Der unter dem Titel „Billie Eilish – Hit Me Hard and Soft: The Tour (Live in 3D)“ veröffentlichte Film hält die ausverkaufte Welttournee der Künstlerin fest. Alle 106 Konzerte auf vier Kontinenten lockten über 1,5 Millionen Fans an. Cameron, bekannt für seine Vorliebe für starke weibliche Hauptfiguren, lobte Eilishs Fähigkeit, das Publikum allein mit ihrer Stimme und ihren Texten zu faszinieren – ganz ohne Tänzer oder Kostümwechsel.
Gedreht wurde der Dokumentarfilm vor allem in Manchester, mit einer überraschenden Besonderheit: Die meisten im Film zu hörenden Zuschauerreaktionen stammen von amerikanischen Fans. Camerons immersive 3D-Technologie in hoher Bildwiederholrate verstärkt die emotionale Wirkung und verwandelt das Konzert in das, was er als einen „epischen Coming-of-Age-Film“ beschreibt.

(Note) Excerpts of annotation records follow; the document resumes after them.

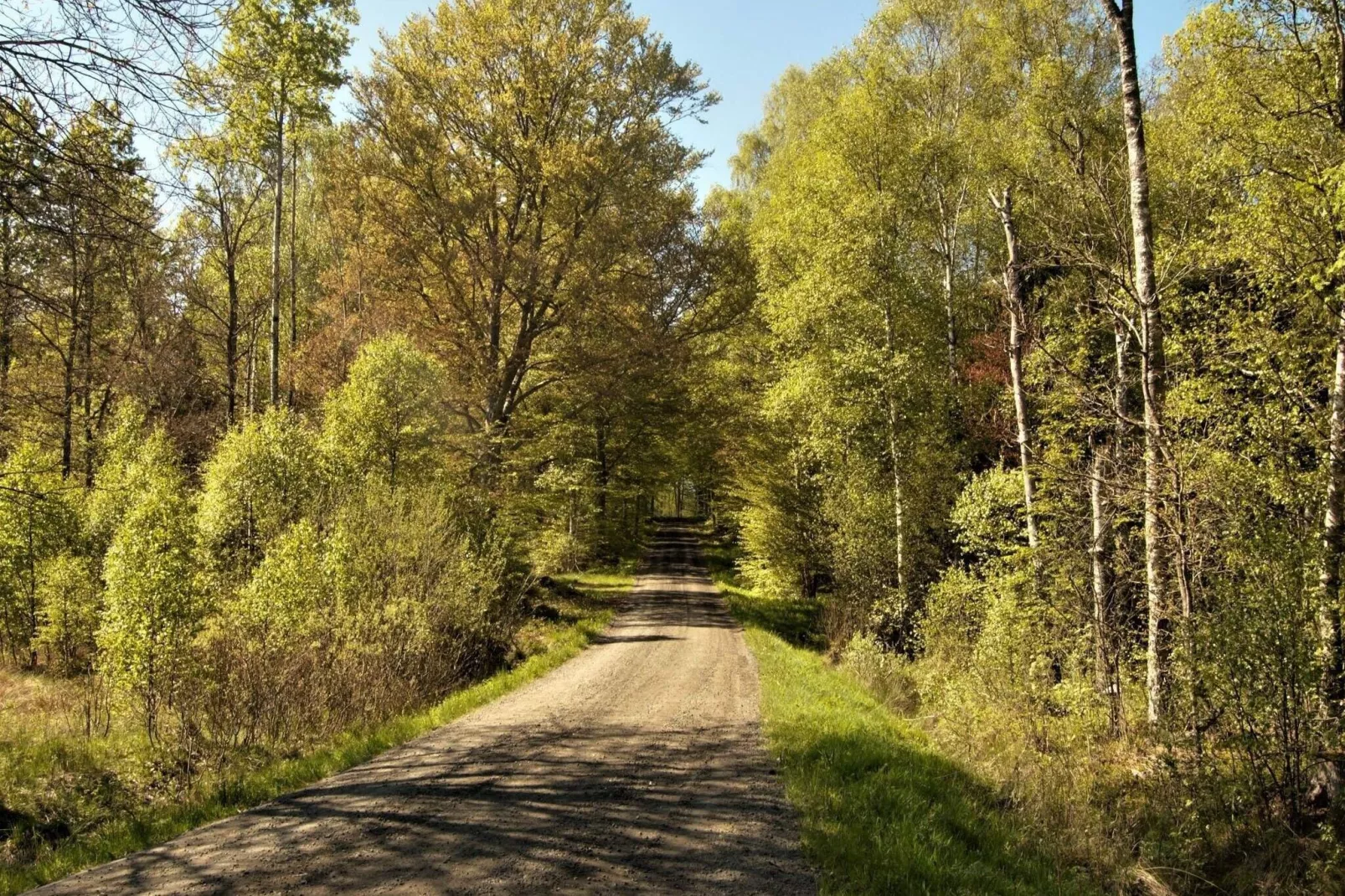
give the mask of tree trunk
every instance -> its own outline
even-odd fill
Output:
[[[276,112],[276,207],[270,233],[270,406],[280,406],[280,242],[285,223],[285,89]]]
[[[293,135],[292,135],[293,136]],[[299,350],[299,152],[289,141],[289,357]],[[288,404],[295,406],[295,371],[291,363]]]
[[[1107,698],[1108,728],[1115,735],[1120,729],[1120,677],[1116,667],[1116,644],[1112,622],[1112,576],[1111,576],[1111,519],[1107,515],[1107,499],[1103,482],[1107,474],[1107,453],[1098,439],[1088,437],[1088,451],[1092,455],[1088,474],[1088,507],[1092,517],[1092,541],[1088,556],[1092,562],[1093,592],[1093,642],[1098,693]]]
[[[79,351],[79,239],[70,238],[70,336],[62,357],[61,475],[74,470],[75,354]]]
[[[238,260],[234,250],[225,254],[225,280],[229,284],[229,323],[225,332],[225,382],[229,398],[229,425],[238,418]]]
[[[9,428],[9,367],[13,366],[13,318],[17,305],[13,288],[13,222],[9,215],[0,219],[0,277],[4,295],[0,296],[0,433]]]
[[[1018,467],[1022,470],[1022,505],[1028,523],[1028,546],[1037,548],[1037,514],[1033,500],[1037,486],[1032,476],[1032,445],[1028,439],[1028,396],[1022,386],[1022,335],[1028,323],[1028,304],[1022,288],[1022,261],[1018,253],[1018,225],[1013,217],[1013,188],[1002,195],[990,194],[990,202],[999,213],[1005,229],[1005,304],[1009,308],[1009,381],[1013,387],[1013,408],[1018,421]]]
[[[1145,393],[1145,591],[1149,604],[1146,686],[1149,721],[1163,716],[1167,690],[1166,578],[1167,558],[1162,541],[1162,406],[1165,391],[1163,324],[1154,276],[1154,225],[1149,204],[1149,155],[1145,148],[1143,101],[1139,96],[1139,65],[1135,58],[1134,0],[1106,0],[1120,51],[1120,81],[1126,124],[1126,155],[1130,161],[1130,221],[1135,250],[1135,297],[1139,303],[1141,362]]]
[[[1334,9],[1337,132],[1345,135],[1345,23]],[[1341,244],[1337,229],[1337,245]],[[1345,704],[1345,639],[1341,636],[1341,556],[1345,553],[1345,296],[1337,289],[1336,371],[1332,377],[1332,418],[1326,445],[1326,500],[1322,519],[1321,607],[1318,654],[1322,665],[1321,700],[1328,718],[1341,717]]]
[[[1322,701],[1332,718],[1345,698],[1341,638],[1341,553],[1345,550],[1345,301],[1336,312],[1336,373],[1326,449],[1326,511],[1322,521],[1321,628]]]
[[[89,261],[93,260],[93,252],[89,252]],[[85,488],[93,488],[93,461],[94,461],[94,425],[93,425],[93,303],[94,303],[94,285],[93,277],[89,276],[89,265],[85,265],[85,297],[83,297],[83,334],[81,336],[81,351],[83,354],[83,382],[79,386],[81,391],[81,412],[83,414],[83,475],[85,475]]]
[[[897,591],[907,593],[907,513],[901,491],[901,447],[897,441],[897,404],[888,400],[888,448],[892,452],[892,517],[897,529],[894,557],[897,564]]]

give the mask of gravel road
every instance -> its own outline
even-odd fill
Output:
[[[307,790],[34,891],[814,893],[756,665],[666,526],[586,651]]]

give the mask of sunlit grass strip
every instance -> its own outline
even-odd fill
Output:
[[[1096,892],[1030,844],[985,783],[822,654],[796,646],[799,613],[785,601],[720,587],[756,654],[767,744],[823,893]]]
[[[580,588],[609,595],[631,587],[631,577],[604,570],[593,576],[566,577]],[[156,846],[194,827],[235,815],[282,794],[297,790],[328,775],[367,761],[399,744],[465,716],[503,697],[530,681],[541,678],[592,643],[607,628],[613,608],[596,609],[572,626],[555,632],[541,652],[533,654],[511,669],[447,697],[420,713],[398,716],[364,731],[347,732],[327,747],[297,759],[273,763],[230,782],[227,790],[203,795],[176,806],[156,806],[132,818],[109,822],[89,837],[77,837],[23,868],[0,869],[0,896],[22,893],[61,880],[91,865],[121,858],[140,849]]]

Unterdessen gibt es Gerüchte, dass Eilish ihr Schauspieldebüt als Sylvia Plath in Sarah Polleys Verfilmung von „Die Glasglocke“ geben soll. Eine offizielle Bestätigung steht zwar noch aus, doch die Rolle würde einen bedeutenden Schritt der Grammy-preisgekrönten Künstlerin von der Musik zur Schauspielerei markieren.
Der Konzertfilm erscheint zu einem Zeitpunkt, an dem Eilishs Tournee längst als kulturelles Phänomen gilt. Durch Camerons Regie und ihre ungeschönten Auftritte entsteht ein filmisches Erlebnis, das weit über klassische Musikdokumentationen hinausgeht. Sollte sich die Schauspielrolle bestätigen, könnte dies ihren Einfluss noch weit über die Bühne hinaus ausdehnen.